Naivas Reports Data Breach

Naivas, Kenya’s largest supermarket chain, on Sunday, announced that it was a victim of a ransomware attack carried out by an online criminal organization.

In a statement released to newsrooms, Willy Kimani, Naivas’ Chief Commercial Officer revealed that the attack may have compromised some of their data.

“Naivas regrets to announce that alongside many corporates and organizations in and outside Kenya, we have been the victims of a ransomware attack by an online criminal organization (Threat Actor). This unlawful intrusion may have compromised some of our data. Naivas has contained this attack, and our systems are secure and our operations are normal,” Kimani said.

He added: “Naivas has been made aware that the Threat Actor has claimed to have stolen some of our data and is alleging that this may be published in due course. We and law enforcement agencies are monitoring this closely. Naivas has also informed the Office of the Data Protection Commissioner Kenya of this incident.”

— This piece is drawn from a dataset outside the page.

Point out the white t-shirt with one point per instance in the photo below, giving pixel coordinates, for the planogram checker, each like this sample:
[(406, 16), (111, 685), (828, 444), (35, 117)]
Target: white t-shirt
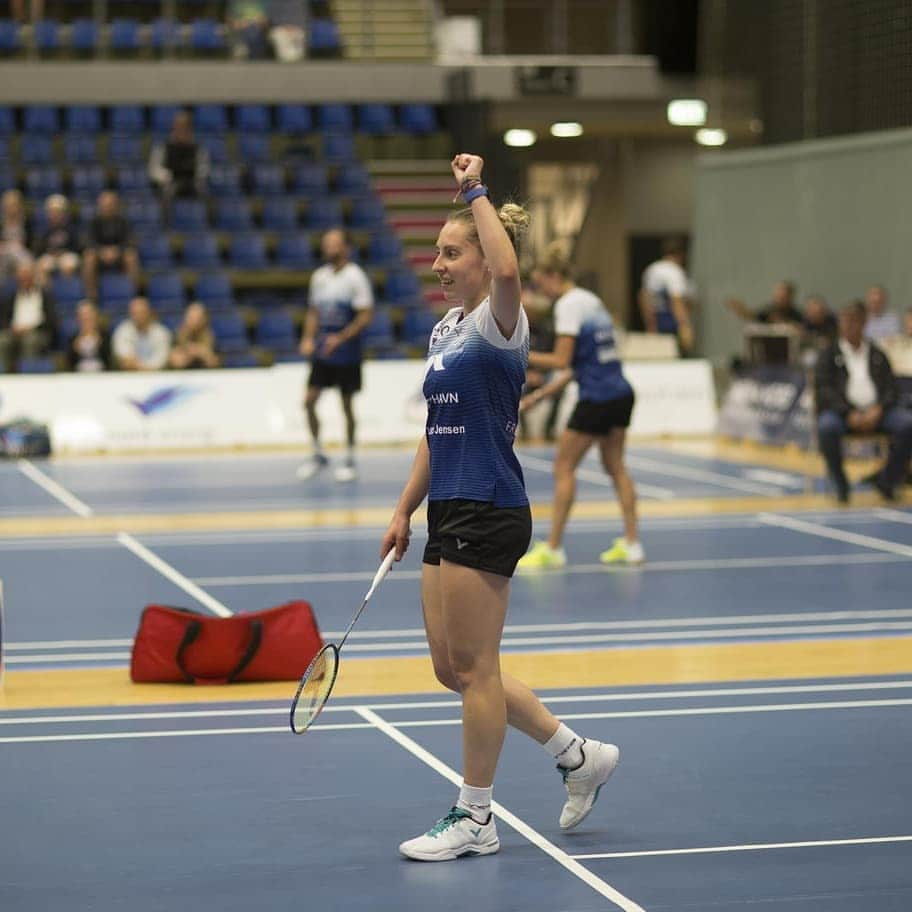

The supermarket chain said taken immediate steps to prevent external access to its systems and had engaged cybersecurity experts from CrowdStrike to ensure system integrity. The company confirmed that this process is complete and that their systems are now secure.

Although Naivas, which has 84 outlets in Kenya, said it has not yet detected any malicious use of the stolen data, the criminal group responsible for the attack has claimed to have stolen some of the company’s data and has threatened to publish it in due course. Naivas and law enforcement agencies are closely monitoring the situation.

Naivas, however, has reassured customers that they do not hold any credit or debit card information on their systems and that such payment information is securely handled and protected through Secure Sockets Layer (SSL) encryption. The company has advised customers to be vigilant and pay attention to any phishing attempts by phone, SMS, or email, as well as ensure the sufficient security of their passwords.

“We take the protection of personal information very seriously,” Kimani said. “Please accept our deepest apologies for the worry and inconvenience that this criminal activity may cause.”

Naivas said it is currently cooperating with relevant law enforcement agencies as they investigate the attack and other ransomware attacks in Kenya. The company has also informed the Office of the Data Protection Commissioner Kenya of the incident.